E caminhou para o quintal. Junto a janela estava o repórter. Mozart estaca diante dele, coloca-lhe ao ombro a forte mão de atleta, respira profundamente e diz-lhe:  - Meu pobre materialista! Como é triste ser-se cego no meio da luz! Sabe o irmão o que é estar atuado?

- !?!

- É viver num ambiente de pensamentos maus, é viver mal acompanhado. O irmão sabe quem está neste momento a seu lado?

- ???

Mozart disse-lhe alguma coisa ao ouvido.
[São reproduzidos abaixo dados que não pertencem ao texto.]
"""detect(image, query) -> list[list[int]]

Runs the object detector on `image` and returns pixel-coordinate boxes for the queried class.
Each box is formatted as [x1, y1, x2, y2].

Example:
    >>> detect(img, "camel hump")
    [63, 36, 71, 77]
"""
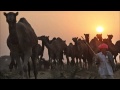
[16, 18, 38, 45]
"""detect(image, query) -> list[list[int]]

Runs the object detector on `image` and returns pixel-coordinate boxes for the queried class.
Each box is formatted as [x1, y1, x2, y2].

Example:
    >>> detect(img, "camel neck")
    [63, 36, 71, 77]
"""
[86, 38, 89, 43]
[9, 23, 16, 35]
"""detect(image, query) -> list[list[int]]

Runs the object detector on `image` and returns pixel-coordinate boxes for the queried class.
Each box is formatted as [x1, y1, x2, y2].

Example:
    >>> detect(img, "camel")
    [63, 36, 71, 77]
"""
[64, 43, 75, 66]
[96, 34, 102, 42]
[107, 34, 113, 43]
[72, 37, 82, 66]
[90, 37, 102, 53]
[103, 37, 118, 64]
[115, 40, 120, 62]
[84, 34, 89, 44]
[84, 34, 94, 68]
[4, 12, 38, 79]
[38, 36, 67, 67]
[78, 38, 89, 68]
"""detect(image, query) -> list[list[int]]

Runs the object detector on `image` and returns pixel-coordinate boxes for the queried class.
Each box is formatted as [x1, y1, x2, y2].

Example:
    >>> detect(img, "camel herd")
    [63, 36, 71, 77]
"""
[4, 12, 120, 79]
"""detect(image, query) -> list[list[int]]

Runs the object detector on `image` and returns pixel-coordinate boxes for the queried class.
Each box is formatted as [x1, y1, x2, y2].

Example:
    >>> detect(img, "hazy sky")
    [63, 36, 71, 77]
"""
[0, 11, 120, 57]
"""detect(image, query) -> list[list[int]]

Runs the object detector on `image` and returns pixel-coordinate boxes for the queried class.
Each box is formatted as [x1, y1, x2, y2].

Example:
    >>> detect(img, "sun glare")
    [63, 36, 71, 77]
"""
[96, 26, 103, 33]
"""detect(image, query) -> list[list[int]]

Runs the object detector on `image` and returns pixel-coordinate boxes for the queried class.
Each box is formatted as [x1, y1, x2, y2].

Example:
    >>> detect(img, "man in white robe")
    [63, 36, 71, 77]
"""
[96, 43, 114, 79]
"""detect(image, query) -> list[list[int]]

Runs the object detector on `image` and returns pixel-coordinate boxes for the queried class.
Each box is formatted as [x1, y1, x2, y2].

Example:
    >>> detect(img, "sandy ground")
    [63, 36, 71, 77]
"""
[0, 57, 120, 79]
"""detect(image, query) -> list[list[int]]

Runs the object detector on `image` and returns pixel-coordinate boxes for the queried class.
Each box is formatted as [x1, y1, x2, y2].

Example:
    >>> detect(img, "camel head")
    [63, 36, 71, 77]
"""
[107, 35, 113, 40]
[103, 38, 108, 43]
[4, 12, 18, 24]
[84, 34, 89, 38]
[72, 37, 78, 42]
[37, 35, 45, 40]
[96, 34, 102, 38]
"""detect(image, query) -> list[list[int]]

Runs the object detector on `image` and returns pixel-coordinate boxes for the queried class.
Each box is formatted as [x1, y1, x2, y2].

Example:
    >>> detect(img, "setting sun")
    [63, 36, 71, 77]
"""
[96, 26, 103, 33]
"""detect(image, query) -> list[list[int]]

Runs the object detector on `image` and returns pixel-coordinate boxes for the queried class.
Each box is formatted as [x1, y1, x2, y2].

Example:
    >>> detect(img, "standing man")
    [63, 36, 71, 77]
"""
[96, 43, 115, 79]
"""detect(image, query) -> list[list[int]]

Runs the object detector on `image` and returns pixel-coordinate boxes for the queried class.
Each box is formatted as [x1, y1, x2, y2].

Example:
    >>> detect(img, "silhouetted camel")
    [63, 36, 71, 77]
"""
[4, 12, 38, 78]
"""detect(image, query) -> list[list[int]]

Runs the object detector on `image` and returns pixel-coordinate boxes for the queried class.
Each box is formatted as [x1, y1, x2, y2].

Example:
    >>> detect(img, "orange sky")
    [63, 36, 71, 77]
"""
[0, 11, 120, 57]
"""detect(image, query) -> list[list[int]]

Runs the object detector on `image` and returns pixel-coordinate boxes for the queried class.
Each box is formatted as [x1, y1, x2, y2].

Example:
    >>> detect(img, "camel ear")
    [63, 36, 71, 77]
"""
[15, 12, 18, 16]
[4, 12, 7, 16]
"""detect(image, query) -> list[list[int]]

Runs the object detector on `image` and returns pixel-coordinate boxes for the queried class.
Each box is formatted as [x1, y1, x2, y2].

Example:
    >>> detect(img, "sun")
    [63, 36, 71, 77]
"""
[96, 26, 104, 33]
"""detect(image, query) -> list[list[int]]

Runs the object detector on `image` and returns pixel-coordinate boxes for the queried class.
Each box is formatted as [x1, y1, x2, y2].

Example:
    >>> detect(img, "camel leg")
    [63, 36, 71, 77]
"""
[76, 58, 78, 66]
[71, 57, 75, 66]
[79, 58, 82, 68]
[66, 56, 70, 66]
[14, 52, 23, 78]
[9, 52, 16, 71]
[23, 48, 32, 79]
[83, 57, 87, 68]
[28, 61, 31, 78]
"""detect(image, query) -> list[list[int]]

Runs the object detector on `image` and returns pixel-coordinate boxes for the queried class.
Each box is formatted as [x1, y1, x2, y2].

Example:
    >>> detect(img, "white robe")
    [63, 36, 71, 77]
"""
[97, 52, 113, 75]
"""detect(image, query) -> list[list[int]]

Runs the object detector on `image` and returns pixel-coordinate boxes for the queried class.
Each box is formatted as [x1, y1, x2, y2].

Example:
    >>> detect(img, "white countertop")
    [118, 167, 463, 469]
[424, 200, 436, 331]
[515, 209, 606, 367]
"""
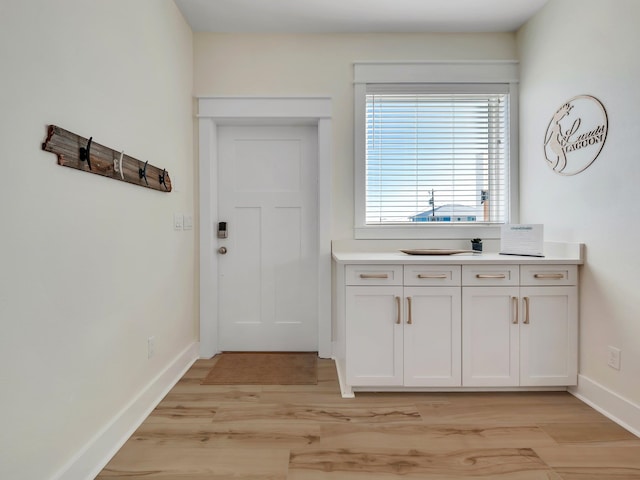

O moço ficou perturbado, pálido e mudo.

- Meu irmão, quando relatar o que viu, procure dizer a verdade.

E seguiu para o quintal.

Quem lhe havia dito que era um repórter. Ignoro. Talvez um Espírito. O que sei é que nunca mais vi tal moço. Penso que tomou o primeiro trem...  

No quintal, deparou com uma senhora estrábica e disse-lhe apontando um banco na saleta de jantar:

-Sente-se ali; vou curar o seu estrabismo.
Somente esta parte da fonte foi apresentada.